Development Of A Model Predicting Falls In Older Emergency Department Patients Using Smartphone‐based Mobility Measures
Abstract
Objective
While emergency departments (EDs) are crucial for identifying patients at risk for falls, existing fall risk measures are often inaccurate. This study aimed to assess whether iPhone sensor-based mobility measures collected after ED discharge can improve fall prediction compared with traditional ED-based screening measures.
Methods
This single-center, observational cohort study recruited ED patients aged 60 or older who owned an iPhone.
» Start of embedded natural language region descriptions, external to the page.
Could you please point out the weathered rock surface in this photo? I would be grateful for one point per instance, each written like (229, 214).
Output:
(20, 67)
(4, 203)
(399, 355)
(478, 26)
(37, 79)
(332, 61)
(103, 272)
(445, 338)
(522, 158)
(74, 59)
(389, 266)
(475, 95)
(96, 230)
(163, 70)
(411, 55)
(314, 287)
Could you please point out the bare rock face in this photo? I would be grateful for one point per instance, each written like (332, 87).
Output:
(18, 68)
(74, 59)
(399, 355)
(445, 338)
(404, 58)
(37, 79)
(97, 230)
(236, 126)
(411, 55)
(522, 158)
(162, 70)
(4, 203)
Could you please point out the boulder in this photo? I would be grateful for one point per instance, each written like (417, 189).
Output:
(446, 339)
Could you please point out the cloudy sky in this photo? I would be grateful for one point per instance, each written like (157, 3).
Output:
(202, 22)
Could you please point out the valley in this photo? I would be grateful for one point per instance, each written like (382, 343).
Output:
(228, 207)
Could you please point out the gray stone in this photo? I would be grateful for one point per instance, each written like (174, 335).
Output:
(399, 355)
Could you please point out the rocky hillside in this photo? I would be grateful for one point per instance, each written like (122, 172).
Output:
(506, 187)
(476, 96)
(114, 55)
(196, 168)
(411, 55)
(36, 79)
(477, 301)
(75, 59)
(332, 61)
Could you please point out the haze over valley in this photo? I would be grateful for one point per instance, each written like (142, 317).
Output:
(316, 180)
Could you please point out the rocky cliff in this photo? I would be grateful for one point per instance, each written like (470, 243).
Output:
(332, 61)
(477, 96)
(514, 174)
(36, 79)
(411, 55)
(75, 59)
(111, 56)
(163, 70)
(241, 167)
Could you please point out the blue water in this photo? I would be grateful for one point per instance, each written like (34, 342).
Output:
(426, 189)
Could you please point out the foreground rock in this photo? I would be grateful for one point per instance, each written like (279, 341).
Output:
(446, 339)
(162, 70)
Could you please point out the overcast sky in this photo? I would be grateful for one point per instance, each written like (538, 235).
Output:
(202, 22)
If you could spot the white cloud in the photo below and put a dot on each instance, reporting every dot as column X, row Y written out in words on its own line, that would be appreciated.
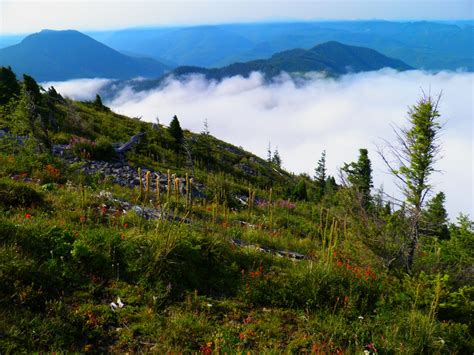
column 78, row 89
column 339, row 116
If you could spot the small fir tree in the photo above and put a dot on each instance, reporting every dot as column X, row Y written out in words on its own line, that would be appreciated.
column 359, row 175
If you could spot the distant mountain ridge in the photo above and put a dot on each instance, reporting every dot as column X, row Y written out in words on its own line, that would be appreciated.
column 330, row 58
column 431, row 45
column 62, row 55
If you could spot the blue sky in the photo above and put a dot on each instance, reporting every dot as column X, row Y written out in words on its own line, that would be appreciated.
column 17, row 16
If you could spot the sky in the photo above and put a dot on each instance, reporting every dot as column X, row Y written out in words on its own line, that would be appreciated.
column 19, row 16
column 339, row 116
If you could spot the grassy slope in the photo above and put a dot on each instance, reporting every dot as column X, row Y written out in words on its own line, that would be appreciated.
column 66, row 252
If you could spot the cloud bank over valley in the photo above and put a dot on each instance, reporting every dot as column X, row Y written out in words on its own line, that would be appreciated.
column 337, row 115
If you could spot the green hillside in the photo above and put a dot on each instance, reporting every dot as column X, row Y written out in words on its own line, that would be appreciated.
column 330, row 58
column 184, row 243
column 62, row 55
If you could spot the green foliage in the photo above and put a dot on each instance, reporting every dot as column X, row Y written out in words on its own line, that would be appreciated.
column 216, row 276
column 320, row 176
column 415, row 157
column 359, row 175
column 177, row 134
column 435, row 218
column 13, row 195
column 9, row 86
column 101, row 149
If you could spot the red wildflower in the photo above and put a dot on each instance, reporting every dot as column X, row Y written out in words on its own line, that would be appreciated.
column 207, row 349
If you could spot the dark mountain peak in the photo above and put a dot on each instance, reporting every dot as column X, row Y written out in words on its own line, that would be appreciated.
column 69, row 54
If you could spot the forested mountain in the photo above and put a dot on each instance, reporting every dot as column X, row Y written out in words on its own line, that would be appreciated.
column 333, row 58
column 62, row 55
column 120, row 236
column 422, row 44
column 330, row 59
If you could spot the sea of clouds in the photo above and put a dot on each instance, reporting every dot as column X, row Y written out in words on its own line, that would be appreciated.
column 301, row 120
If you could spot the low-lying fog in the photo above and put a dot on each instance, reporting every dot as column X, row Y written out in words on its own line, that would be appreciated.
column 336, row 115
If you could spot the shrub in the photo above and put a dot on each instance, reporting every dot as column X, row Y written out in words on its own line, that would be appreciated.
column 14, row 195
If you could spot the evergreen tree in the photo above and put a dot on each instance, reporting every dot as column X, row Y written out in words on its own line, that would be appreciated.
column 9, row 86
column 269, row 153
column 177, row 134
column 359, row 175
column 412, row 161
column 320, row 176
column 206, row 131
column 98, row 102
column 299, row 191
column 32, row 89
column 435, row 217
column 276, row 158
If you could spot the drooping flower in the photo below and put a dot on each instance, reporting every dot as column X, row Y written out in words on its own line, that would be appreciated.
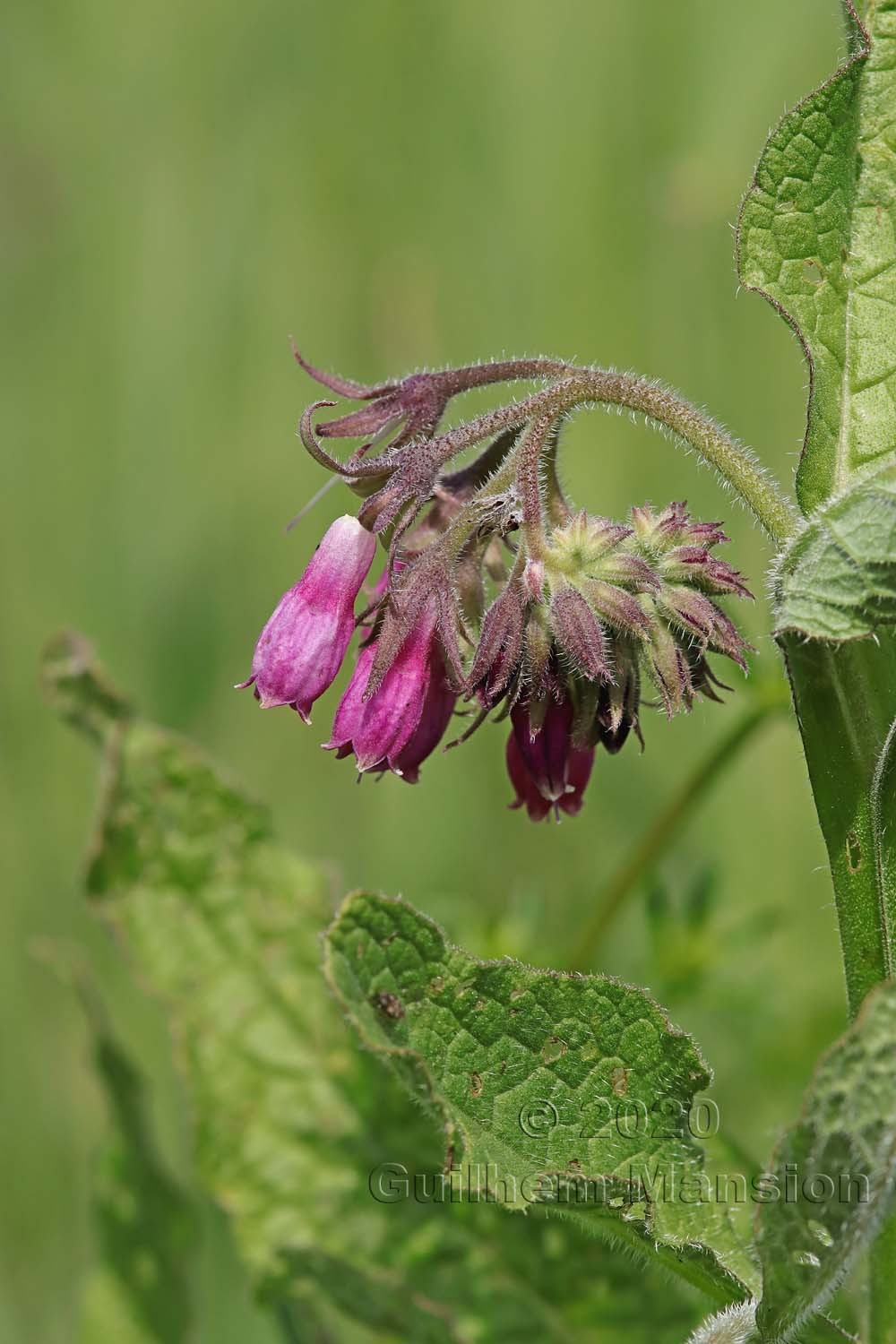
column 301, row 648
column 547, row 769
column 495, row 590
column 398, row 723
Participants completed baseline assessments, downloaded a custom app to track mobility measures from the iPhone, and were followed for 90 days post-discharge. Fall outcomes were self-reported via the app or follow-up phone calls. Logistic regression and the LASSO technique were employed to identify significant predictors. The discriminative ability of the models was assessed by comparing the C-statistics.
Results
Of the 149 participants enrolled, 76.5% (N = 114) provided at least 7 days of post-discharge iPhone sensor-based mobility data. The cohort had a mean age of 73 years, with 16.7% (N = 19) experiencing a fall. Participants who fell showed a significantly greater increase in daily steps over time compared with those who did not (p = 0.002). The extended logistic regression model, by incorporating mean gait asymmetry and change in step count, demonstrated a higher but nonsignificant improvement in discriminative ability (C-statistic = 0.84) compared with the base model (C-statistic = 0.79).
Conclusions
This study demonstrates that iPhone mobility measures collected after ED discharge can enhance fall prediction relative to self-reported fall risk screening questions in older adults. The strongest mobility predictors were gait asymmetry and changes in step count. While the findings suggest that post-discharge mobility monitoring could improve fall prevention strategies, further validation in diverse populations is necessary.